Photo of a quick bbq in nasariyah, a few days after the battle was won. We were not being supplied, so some local vegetables, and some local meat. First time I ever ate Camel. Tastes like chicken. 

Much regards Jerry


----------



## Nismo#12 (Jun 14, 2009)

veteranvmb said:


> The wife has put me on salads every night. I guess everyone can figure out why. LOL
> Trying to cut out candy. The last few years I have developed a fondness for candy.
> I purchased a crapload at costcos for the trick and treaters, and I dove hard into the bags last night while I was watching the yankee from the west coast, then I had my dvrd sons of anarchy, and a show on the abrahms main battle tank as used by the usmc. Woke up sick to my stomach. LOL
> So salads it is. I like salads.
> ...


Try Old Bay's Blackening seasoning on chicken, put chicken on salad, quick easy mostly healthy dinner option


----------



## veteranvmb (Aug 6, 2009)

Nismo#12 said:


> Try Old Bay's Blackening seasoning on chicken, put chicken on salad, quick easy mostly healthy dinner option


 Thanks for suggestion. She buys those perdue short cuts, which are precooked boneless, skinless , cut up chicken breast packed into ziplocks. I think they are 9 oz apiece. Expensive, bet we stock up when on sale in costcos. They have them for like 2.50 on special. About 5.50 in supermarket. 
It makes life easier for her, since she works a full day, and then has a few hours of work in the house when she returns. 
She doesnt like me messing with her kitchen, otherwise I would do the meals, but I know my boundaries. She does let me make my"famous grilled cheese sandwhiches", but other wise, not allowed to do any food prep, unless I am breaking up ice or reaching for something she cant reach. Shes only 4 foot 11. She says shes 5 foot 1 and a half. But shes in a fantasy land. :tease:
I am 6 foot 4, so we are quite a pair. :biglaugh:

Much regards Jerry


----------



## DerStro (Jul 21, 2009)

Tonight's looking like Chicken Ramen...last night was Shrimp Ramen...tomorrow looks like Beef Ramen...woe to the half-unemployed college student:violin:

Friday I have secured a large chunk of beef that's going on my grill though :kev:


----------



## veteranvmb (Aug 6, 2009)

DerStro said:


> Tonight's looking like Chicken Ramen...last night was Shrimp Ramen...tomorrow looks like Beef Ramen...woe to the half-unemployed college student:violin:
> 
> Friday I have secured a large chunk of beef that's going on my grill though :kev:


 I love those ramens and usually make 2 at a time. I get them on sale 6 for a dollar. 
But check out the calorie and carb count on them. 
Good for a struggling student, but bad for a pudgy and getting pudgier ex marine. 
I guess its back to the gym. Havent used my membership in close to 6 months, but been paying for it. :biglaugh:

Much regards Jerry


----------



## DerStro (Jul 21, 2009)

veteranvmb said:


> I love those ramens and usually make 2 at a time. I get them on sale 6 for a dollar.
> But check out the calorie and carb count on them.
> Good for a struggling student, but bad for a pudgy and getting pudgier ex marine.
> I guess its back to the gym. Havent used my membership in close to 6 months, but been paying for it. :biglaugh:
> ...


No such thing as an ex-Marine Jerry, you may be a little less lean and mean but still...

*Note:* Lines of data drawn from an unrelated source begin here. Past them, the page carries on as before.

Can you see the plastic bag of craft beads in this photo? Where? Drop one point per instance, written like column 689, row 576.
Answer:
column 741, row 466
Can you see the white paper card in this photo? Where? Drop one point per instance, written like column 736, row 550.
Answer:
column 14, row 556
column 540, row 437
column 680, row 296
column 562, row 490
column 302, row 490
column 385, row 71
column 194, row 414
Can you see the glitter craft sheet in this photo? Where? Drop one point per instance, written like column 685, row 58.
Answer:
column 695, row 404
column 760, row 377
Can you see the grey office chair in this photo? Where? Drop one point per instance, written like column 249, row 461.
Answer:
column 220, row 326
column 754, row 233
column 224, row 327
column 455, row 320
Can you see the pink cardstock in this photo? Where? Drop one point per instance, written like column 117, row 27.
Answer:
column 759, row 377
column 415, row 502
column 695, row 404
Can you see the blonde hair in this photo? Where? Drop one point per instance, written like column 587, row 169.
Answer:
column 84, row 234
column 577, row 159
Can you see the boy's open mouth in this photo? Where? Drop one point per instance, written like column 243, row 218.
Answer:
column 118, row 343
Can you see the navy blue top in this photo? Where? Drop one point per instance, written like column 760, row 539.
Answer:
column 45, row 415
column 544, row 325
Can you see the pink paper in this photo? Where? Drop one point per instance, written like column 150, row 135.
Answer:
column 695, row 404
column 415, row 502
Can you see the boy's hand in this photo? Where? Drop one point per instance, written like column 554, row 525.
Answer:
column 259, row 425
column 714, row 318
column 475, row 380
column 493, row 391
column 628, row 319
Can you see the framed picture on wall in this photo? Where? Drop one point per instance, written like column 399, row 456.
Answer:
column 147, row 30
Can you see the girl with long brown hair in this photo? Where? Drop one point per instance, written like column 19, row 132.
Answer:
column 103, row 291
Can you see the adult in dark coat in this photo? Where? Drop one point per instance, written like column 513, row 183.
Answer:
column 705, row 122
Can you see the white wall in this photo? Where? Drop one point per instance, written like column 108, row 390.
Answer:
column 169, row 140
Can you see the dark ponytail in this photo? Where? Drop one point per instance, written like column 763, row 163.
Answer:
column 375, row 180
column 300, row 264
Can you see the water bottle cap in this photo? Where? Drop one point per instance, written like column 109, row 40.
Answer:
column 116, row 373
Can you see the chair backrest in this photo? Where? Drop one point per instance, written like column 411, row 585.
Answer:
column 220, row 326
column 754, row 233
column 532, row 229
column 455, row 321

While I never made it past Parris Island, Ramen is certainly better than some of the crap the fed us, eating soft trays (cottage cheese, green jello, bread) for a week because your platoon can't drill to save its life is an experience in itself.

But yeah, I pick them up at the local wal-mart for .17 a package, hell of a bargain.


----------



## veteranvmb (Aug 6, 2009)

DerStro said:


> No such thing as an ex-Marine Jerry, you may be a little less lean and mean but still...
> 
> While I never made it past Parris Island, Ramen is certainly better than some of the crap the fed us, eating soft trays (cottage cheese, green jello, bread) for a week because your platoon can't drill to save its life is an experience in itself.
> 
> But yeah, I pick them up at the local wal-mart for .17 a package, hell of a bargain.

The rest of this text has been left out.